身体がぐんっと上に引っ張られる感覚がしたあと、またすぐにリヴァイさんが着地したのが分かった。でも、さっきよりも高い場所にいると思うと怖くて目を開けられない。


「名前、大丈夫だ。落ちたりしねぇから目開けてみろ。」


リヴァイさんの落ち着いたその声に恐る恐る目を開けると、そこに待っていたのは、今までに見たことのない壮大な眺めだった。


「…っ…綺麗…。」


橙色の空に薄い紫やすみれ色が混ざっていて、今まさに沈もうとしている夕陽には手が届きそうだと思った。それに、オレンジ色に染められている街並も綺麗で…。こんなに空が近いと思ったのは初めてだった。


「…本当に翼が生えたみたい…。」


不思議とさっきまでの怖さはもう無くなっていて、目の前の景色にただただ心を奪われた。自分の背中を覗いてみると、調査兵団のシンボルである自由の翼が風にはためいている。


「大げさな奴だな。」


リヴァイさんは少し呆れたように言って、私の頭を撫でた。身体に感じる爽やかな風と、その手がとても心地よくて。

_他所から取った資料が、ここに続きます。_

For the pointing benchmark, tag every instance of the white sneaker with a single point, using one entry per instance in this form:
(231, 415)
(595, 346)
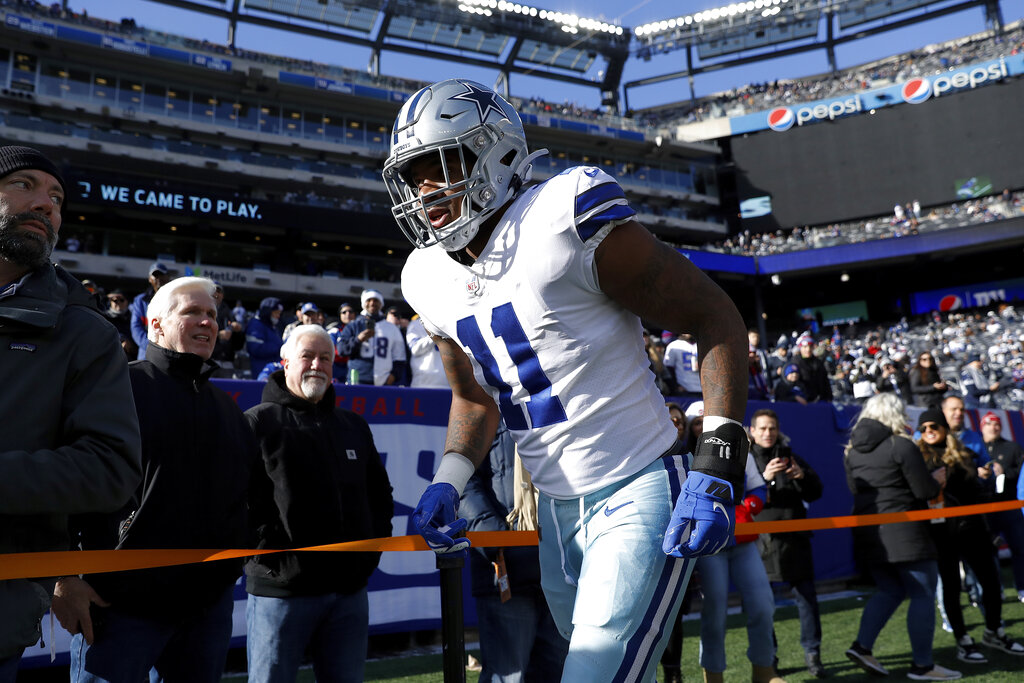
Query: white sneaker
(936, 673)
(1000, 641)
(969, 652)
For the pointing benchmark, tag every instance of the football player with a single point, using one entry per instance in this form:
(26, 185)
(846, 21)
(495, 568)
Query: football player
(534, 295)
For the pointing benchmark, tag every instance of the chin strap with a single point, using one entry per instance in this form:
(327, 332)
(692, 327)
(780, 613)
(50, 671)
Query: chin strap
(523, 172)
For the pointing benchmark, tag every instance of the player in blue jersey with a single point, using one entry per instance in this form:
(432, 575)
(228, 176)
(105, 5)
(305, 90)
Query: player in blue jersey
(534, 295)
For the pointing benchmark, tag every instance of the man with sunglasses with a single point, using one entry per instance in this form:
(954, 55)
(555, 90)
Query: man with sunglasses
(118, 313)
(1007, 459)
(346, 313)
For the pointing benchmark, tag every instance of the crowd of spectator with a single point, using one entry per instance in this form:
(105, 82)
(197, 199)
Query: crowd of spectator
(928, 60)
(932, 59)
(898, 224)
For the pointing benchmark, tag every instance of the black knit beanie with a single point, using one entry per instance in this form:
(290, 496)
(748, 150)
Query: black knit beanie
(13, 158)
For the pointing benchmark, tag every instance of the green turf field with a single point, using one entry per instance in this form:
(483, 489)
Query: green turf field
(839, 624)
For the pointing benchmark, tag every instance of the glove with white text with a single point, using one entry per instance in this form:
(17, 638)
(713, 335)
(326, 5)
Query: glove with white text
(704, 518)
(436, 518)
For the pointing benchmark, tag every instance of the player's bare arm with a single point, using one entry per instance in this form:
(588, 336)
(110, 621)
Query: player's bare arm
(473, 419)
(657, 284)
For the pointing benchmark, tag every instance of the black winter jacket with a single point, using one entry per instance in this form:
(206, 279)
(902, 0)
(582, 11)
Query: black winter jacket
(1009, 455)
(197, 455)
(69, 437)
(786, 556)
(322, 481)
(887, 473)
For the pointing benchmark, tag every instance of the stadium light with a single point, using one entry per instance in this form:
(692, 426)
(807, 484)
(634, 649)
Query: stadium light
(567, 23)
(766, 7)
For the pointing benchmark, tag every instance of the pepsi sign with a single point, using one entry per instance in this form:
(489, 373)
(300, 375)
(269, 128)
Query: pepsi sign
(782, 118)
(918, 90)
(915, 90)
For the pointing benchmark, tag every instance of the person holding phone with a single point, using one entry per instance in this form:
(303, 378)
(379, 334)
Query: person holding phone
(792, 483)
(376, 347)
(966, 539)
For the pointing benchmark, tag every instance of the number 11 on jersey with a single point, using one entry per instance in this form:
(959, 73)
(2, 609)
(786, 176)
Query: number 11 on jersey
(545, 409)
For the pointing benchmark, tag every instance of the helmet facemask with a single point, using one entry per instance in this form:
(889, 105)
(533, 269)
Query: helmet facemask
(476, 172)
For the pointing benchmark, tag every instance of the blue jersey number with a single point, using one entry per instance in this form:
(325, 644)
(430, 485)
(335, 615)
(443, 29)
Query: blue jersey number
(544, 408)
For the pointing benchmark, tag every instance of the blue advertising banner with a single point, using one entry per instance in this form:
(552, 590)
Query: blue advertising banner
(715, 261)
(982, 294)
(913, 91)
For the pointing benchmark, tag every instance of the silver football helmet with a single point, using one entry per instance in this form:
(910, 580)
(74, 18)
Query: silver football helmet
(479, 130)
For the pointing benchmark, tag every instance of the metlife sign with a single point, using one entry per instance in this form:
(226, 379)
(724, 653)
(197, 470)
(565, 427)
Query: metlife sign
(913, 91)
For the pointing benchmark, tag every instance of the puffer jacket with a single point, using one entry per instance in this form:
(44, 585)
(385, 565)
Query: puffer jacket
(321, 480)
(197, 455)
(887, 473)
(70, 436)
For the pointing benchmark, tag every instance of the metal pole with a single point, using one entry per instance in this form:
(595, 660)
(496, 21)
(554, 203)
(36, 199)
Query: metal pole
(453, 634)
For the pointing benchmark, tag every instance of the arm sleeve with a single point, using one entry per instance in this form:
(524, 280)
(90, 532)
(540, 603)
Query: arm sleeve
(810, 486)
(347, 341)
(923, 485)
(418, 339)
(96, 468)
(480, 507)
(139, 334)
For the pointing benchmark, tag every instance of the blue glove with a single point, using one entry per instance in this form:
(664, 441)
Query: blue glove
(436, 519)
(705, 517)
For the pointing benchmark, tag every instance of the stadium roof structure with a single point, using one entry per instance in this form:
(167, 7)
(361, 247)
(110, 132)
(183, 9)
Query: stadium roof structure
(509, 37)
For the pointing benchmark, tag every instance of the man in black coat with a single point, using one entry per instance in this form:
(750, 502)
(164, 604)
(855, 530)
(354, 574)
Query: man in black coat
(813, 376)
(69, 436)
(1006, 466)
(321, 481)
(197, 454)
(792, 482)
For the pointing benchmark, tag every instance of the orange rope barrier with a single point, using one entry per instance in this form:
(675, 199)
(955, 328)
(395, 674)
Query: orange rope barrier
(61, 563)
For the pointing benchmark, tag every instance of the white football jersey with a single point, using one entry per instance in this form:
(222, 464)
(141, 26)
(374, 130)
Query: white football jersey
(681, 357)
(564, 364)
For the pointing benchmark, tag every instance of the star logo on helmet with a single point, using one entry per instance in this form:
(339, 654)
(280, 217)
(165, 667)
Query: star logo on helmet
(485, 100)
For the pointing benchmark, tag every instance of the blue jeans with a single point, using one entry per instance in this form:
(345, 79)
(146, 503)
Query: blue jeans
(8, 669)
(896, 582)
(126, 648)
(806, 597)
(1010, 524)
(610, 589)
(333, 626)
(742, 564)
(519, 640)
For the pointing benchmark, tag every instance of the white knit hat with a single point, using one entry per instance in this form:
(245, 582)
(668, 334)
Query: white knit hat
(371, 294)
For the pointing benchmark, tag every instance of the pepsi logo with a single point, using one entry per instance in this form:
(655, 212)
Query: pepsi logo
(781, 118)
(949, 302)
(915, 90)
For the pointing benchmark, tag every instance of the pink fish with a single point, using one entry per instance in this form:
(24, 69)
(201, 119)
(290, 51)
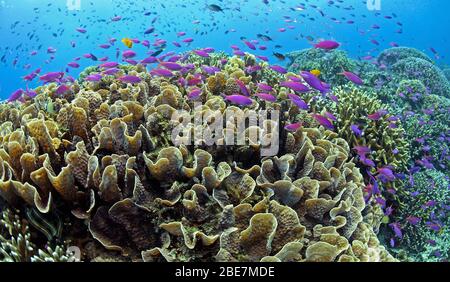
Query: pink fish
(15, 95)
(201, 53)
(264, 87)
(81, 30)
(298, 101)
(266, 97)
(128, 54)
(278, 69)
(130, 79)
(116, 18)
(194, 94)
(250, 45)
(63, 88)
(323, 121)
(93, 77)
(242, 87)
(296, 86)
(327, 45)
(161, 72)
(108, 65)
(239, 100)
(352, 77)
(73, 65)
(293, 127)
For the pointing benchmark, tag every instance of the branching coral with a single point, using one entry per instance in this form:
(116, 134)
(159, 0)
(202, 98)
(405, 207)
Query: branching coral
(107, 158)
(330, 64)
(17, 246)
(425, 218)
(391, 56)
(384, 136)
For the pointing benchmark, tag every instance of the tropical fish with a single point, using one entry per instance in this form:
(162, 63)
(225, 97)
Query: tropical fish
(239, 100)
(130, 79)
(323, 121)
(327, 45)
(352, 77)
(127, 42)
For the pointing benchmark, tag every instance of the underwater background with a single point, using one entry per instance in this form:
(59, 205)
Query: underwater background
(88, 88)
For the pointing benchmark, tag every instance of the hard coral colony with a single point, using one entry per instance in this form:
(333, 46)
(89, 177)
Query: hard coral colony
(360, 172)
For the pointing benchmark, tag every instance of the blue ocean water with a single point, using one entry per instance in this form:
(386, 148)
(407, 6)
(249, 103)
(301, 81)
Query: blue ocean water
(36, 25)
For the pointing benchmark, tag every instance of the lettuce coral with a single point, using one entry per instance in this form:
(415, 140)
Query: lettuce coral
(107, 161)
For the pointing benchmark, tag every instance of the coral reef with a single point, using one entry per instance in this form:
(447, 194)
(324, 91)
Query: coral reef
(384, 136)
(425, 218)
(429, 74)
(16, 243)
(105, 157)
(390, 57)
(329, 63)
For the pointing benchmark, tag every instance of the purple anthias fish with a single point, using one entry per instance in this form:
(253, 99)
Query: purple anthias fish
(239, 100)
(395, 226)
(386, 174)
(73, 65)
(130, 79)
(353, 77)
(109, 65)
(314, 82)
(293, 127)
(296, 86)
(15, 95)
(194, 94)
(149, 60)
(210, 70)
(128, 54)
(171, 66)
(323, 121)
(377, 115)
(63, 88)
(413, 220)
(111, 71)
(298, 101)
(279, 69)
(161, 72)
(242, 87)
(93, 77)
(266, 97)
(201, 53)
(51, 77)
(327, 45)
(265, 87)
(250, 45)
(355, 129)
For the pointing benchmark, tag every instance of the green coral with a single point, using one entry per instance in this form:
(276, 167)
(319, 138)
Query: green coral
(429, 74)
(16, 242)
(385, 138)
(391, 56)
(426, 198)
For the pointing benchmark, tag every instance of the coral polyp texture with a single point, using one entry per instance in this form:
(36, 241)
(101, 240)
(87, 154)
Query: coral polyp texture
(102, 156)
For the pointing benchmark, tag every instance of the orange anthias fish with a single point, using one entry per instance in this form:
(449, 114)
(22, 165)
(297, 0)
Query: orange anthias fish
(128, 42)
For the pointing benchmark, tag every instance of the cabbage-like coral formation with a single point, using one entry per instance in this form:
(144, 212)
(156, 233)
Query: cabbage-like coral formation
(105, 157)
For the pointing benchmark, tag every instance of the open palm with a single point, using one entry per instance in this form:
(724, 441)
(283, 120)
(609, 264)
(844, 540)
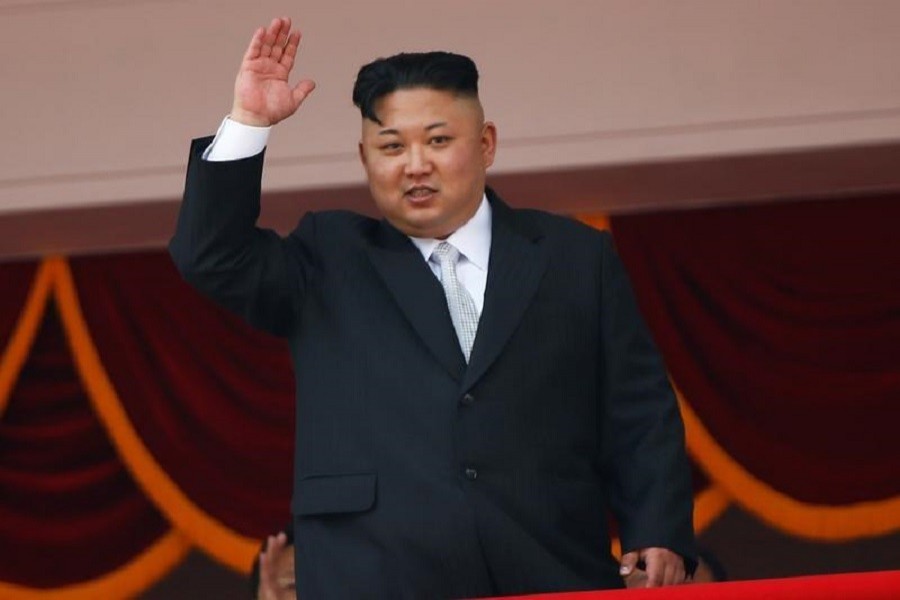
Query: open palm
(262, 93)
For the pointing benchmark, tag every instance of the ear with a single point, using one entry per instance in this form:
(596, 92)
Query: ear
(488, 143)
(362, 153)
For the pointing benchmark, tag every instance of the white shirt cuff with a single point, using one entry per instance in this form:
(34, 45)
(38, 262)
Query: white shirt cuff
(235, 141)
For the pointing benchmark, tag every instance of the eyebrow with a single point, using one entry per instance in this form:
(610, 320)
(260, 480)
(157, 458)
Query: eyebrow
(427, 128)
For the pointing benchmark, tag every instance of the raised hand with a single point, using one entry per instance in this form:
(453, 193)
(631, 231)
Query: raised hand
(262, 94)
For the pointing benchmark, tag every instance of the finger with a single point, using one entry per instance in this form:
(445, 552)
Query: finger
(656, 570)
(255, 44)
(302, 90)
(628, 563)
(269, 37)
(290, 50)
(669, 574)
(281, 38)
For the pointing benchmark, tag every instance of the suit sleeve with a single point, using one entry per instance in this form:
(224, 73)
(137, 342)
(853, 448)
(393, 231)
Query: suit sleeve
(219, 250)
(650, 484)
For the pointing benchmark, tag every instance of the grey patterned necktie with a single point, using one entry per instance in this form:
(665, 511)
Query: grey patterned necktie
(462, 307)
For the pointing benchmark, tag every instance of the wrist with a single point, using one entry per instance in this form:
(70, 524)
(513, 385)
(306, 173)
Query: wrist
(245, 118)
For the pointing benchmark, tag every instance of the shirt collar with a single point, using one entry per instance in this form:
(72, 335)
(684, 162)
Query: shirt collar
(473, 239)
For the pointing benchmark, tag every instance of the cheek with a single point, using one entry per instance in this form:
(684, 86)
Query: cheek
(383, 174)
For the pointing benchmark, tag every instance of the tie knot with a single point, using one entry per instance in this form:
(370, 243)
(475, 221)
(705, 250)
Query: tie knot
(445, 253)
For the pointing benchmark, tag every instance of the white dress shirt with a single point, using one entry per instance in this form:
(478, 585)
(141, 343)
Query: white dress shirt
(235, 141)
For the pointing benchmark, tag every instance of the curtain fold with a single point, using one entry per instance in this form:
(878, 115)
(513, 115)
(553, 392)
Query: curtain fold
(69, 510)
(137, 418)
(780, 324)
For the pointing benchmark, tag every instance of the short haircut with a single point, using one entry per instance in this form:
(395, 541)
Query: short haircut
(443, 71)
(254, 570)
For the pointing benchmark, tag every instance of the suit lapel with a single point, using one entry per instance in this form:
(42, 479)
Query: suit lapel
(516, 267)
(418, 294)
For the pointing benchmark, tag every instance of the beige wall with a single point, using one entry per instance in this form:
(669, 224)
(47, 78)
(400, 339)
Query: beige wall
(99, 98)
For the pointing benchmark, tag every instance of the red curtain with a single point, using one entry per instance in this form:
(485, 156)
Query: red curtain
(212, 398)
(781, 326)
(139, 409)
(69, 510)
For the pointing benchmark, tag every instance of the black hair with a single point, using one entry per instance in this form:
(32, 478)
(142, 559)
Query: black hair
(444, 71)
(288, 532)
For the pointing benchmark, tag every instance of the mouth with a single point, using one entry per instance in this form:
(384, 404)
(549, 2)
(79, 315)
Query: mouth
(420, 193)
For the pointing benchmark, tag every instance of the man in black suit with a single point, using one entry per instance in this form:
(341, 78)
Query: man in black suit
(475, 386)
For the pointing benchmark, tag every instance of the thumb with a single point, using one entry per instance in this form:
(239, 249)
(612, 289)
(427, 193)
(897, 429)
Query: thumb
(629, 561)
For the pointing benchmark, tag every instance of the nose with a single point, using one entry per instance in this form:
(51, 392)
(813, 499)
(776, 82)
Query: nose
(417, 161)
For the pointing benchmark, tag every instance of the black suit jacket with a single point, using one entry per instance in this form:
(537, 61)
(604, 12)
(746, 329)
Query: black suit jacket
(416, 475)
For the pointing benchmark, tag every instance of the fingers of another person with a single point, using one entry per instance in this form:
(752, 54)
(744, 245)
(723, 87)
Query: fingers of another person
(268, 574)
(628, 563)
(664, 567)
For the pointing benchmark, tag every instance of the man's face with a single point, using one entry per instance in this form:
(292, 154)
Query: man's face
(426, 160)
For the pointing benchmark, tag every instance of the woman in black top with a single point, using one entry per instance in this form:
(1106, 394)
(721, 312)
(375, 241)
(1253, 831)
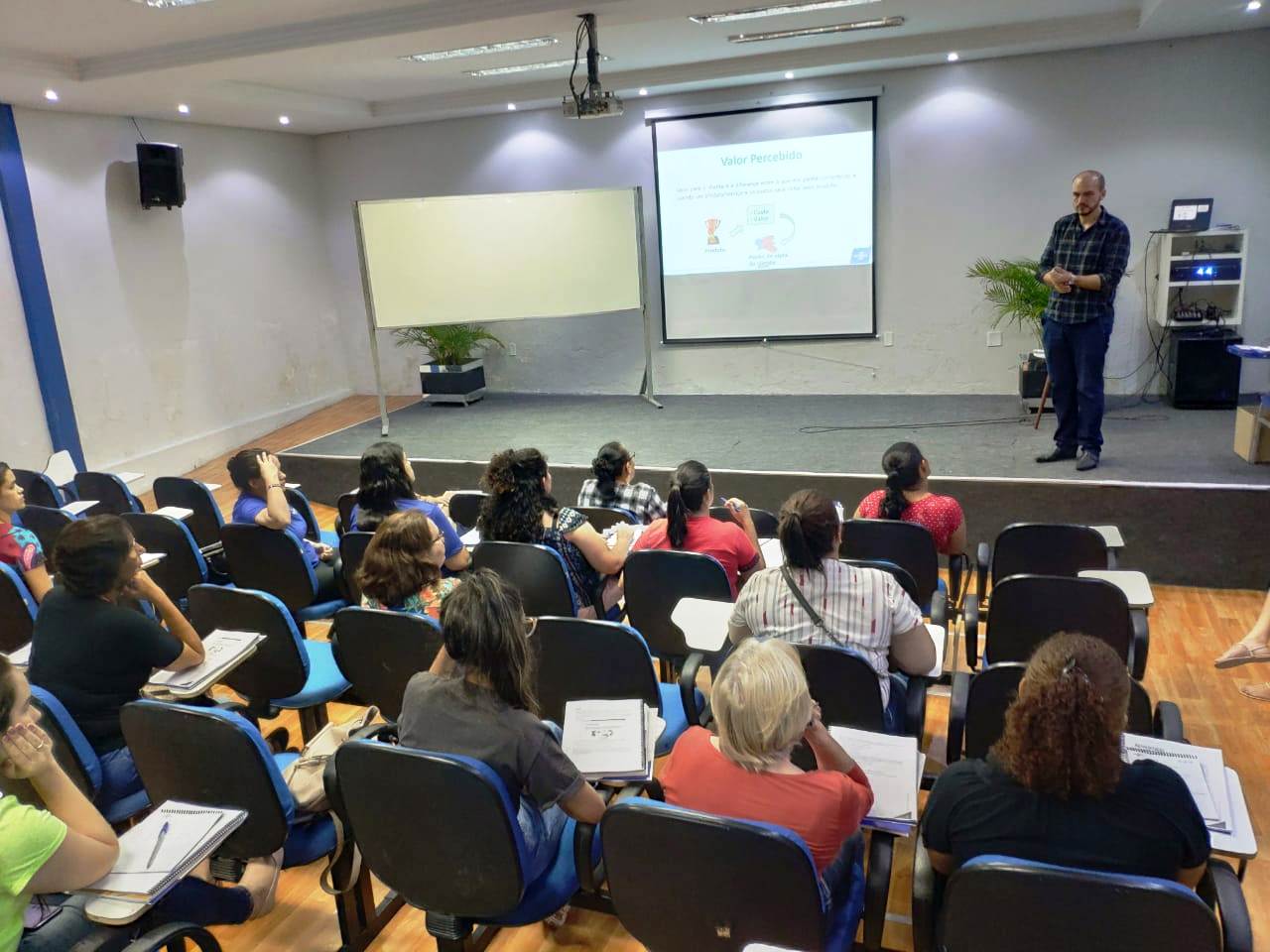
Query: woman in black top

美しい空に思い出すのは、リヴァイさんにプロポーズされたあの日の夕陽。あの日もこんな風に綺麗な空だった…。


「…リヴァイさん、大好きです。」
「何だいきなり。」
「…えへへ。」


恥ずかしくなって笑って誤魔化そうとしたら、まるで返事のような優しいキスが降ってきた。木の上でのキスなんて、初めてのシチュエーションにドキドキしてしまう。


あと何回、こうやってリヴァイさんと一緒に沈んでいく夕陽を見送れるんだろう。それは、私が思っているより多いのかもしれないし、もしかしたら少ないのかもしれない…。

だからこそ、こうしてリヴァイさんと一緒に過ごせる今を大切したいって思う。